I looked at the decision yesterday by Judge Aaron Bugeja who considered the Attorney General’s perplexity that a lower court allowed Frank Rafaraci to walk out of court free after all the trouble of watching out for him travelling to Malta and arresting him.
There was a debate on whether the Magistrate’s Court actually intended to deny the request to extradite Mr Rafaraci or it just meant he didn’t need to remain under arrest until a final decision is taken. The lower court’s decision was apparently ambiguous on such a fundamental point.
There was also a big debate on whether one of two decisions issued by the lower court was valid at all because it was written in Maltese when the rest of the proceedings were conducted in English for the benefit of Mr Rafaraci.
There was another discussion over whether the documentation brought to prove the United States indeed wanted to try Mr Rafaraci was credible since the documents were photocopies. And is an arrest warrant issued by a court in the United States the same as the wanted person having been charged with the crimes they are wanted for? Which is a question that seems to wonder if US prosecutors really think Mr Rafaraci is guilty at all or they’re just hunting the man halfway around the world to then think about whether they want to charge him with anything.
No doubt all this is interesting and the legal debate needs to be had and I have no reason to doubt that given all the legal pirouettes the inevitable outcome was that Mr Rafaraci would be let go and the Americans would need to hope his next move would be some jurisdiction where they can expect the local justice system to cooperate with them.

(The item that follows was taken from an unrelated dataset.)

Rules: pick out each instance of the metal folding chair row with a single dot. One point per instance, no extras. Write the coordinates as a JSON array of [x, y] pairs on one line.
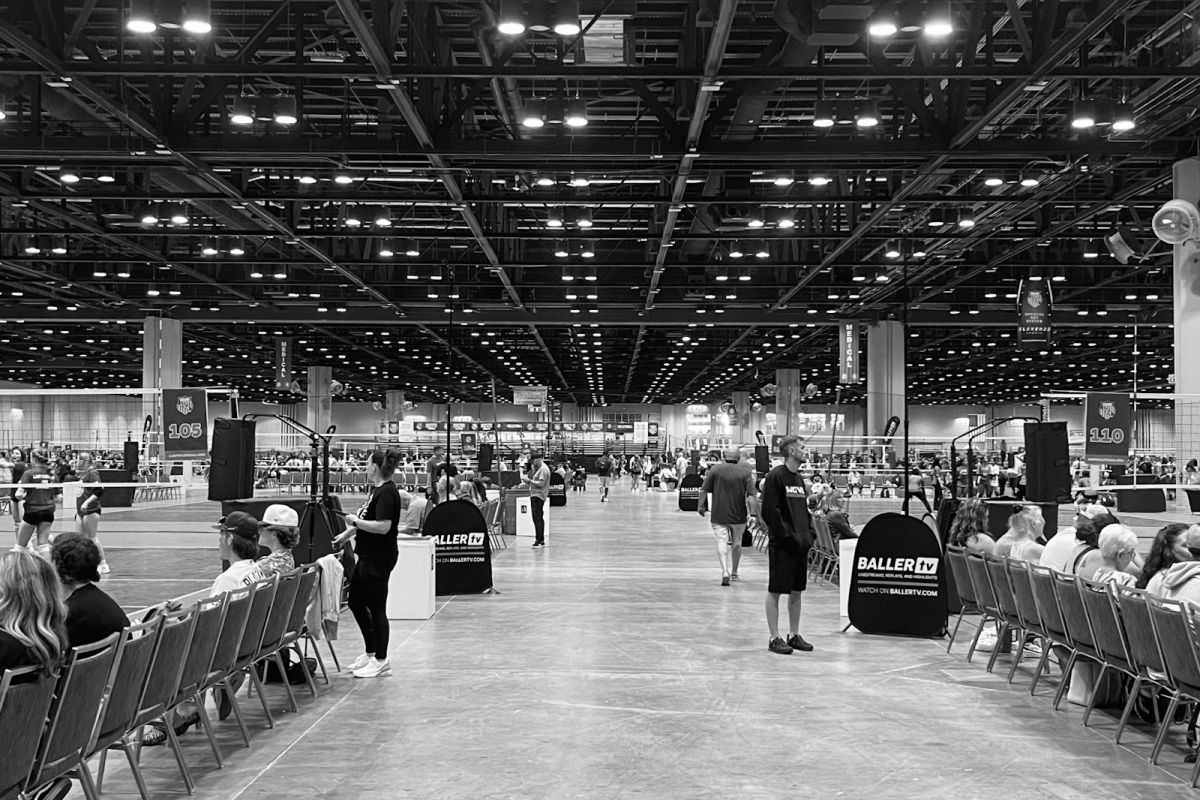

I should expect the US federal government does not take lightly someone defrauding it of €50 million. Mr Rafaraci may not be Osama Bin Laden. But on the principles of equality before justice, and of presumption of innocence, the proceedings here in Malta to hand over someone accused of cheating the US Navy of €50 million would be no different to proceedings on whether to hand over someone for terrorism. Both crimes are on the “extradition list” and the merits are not examined in any depth at the extradition stage.
If Osama Bin Laden had hidden in Malta, the Americans would have had to fly in and kill him and fly out before telling us. Israel did that once. In 1995 when they didn’t bother to ask the Maltese authorities to help them capture the factotum of Islamic Jihad.
We don’t have to go that far back. Just last year the Americans thought they managed to get hold of Reno Mifsud who was wanted by the US Army. He had been on the run for 33 years dodging prosecution for child sex crimes. While waiting for extradition proceedings to be completed he escaped justice by hanging himself in our prison.
These are institutional failures. They amount to our inability as a country to be a proper country worthy of respect as a sovereign nation in the community of sovereign nations.
Can you imagine how the United States perceives us when we keep doing this? Our very existence as a small sovereign nation, where American criminals can fly to and dodge the long arms of their law enforcement agencies, becomes a threat to their national interest. We are begging them to stop resisting their intuitive attitude that this place is a Lilliputian village of self-important busy-bodies who whether because they’re too incompetent or too uncooperative make life harder for them.
This is not good. Having prisons where people kill themselves, having junior prosecutors who fumble on the procedure, having complex and unclear laws that create ambiguity where clarity is urgently needed, having courts issuing contradictory decisions within the space of 24 hours: all this is a problem.
Most people in Malta are not going to lose sleep over someone accused of cheating the US Navy of €50 million walking free. The few that are losing sleep over this are the same people we have to go back to and ask them to recommend we’re removed from the FATF’s grey list because oh, we’re so good at fighting financial crime.
It’s going to be hard to convince them.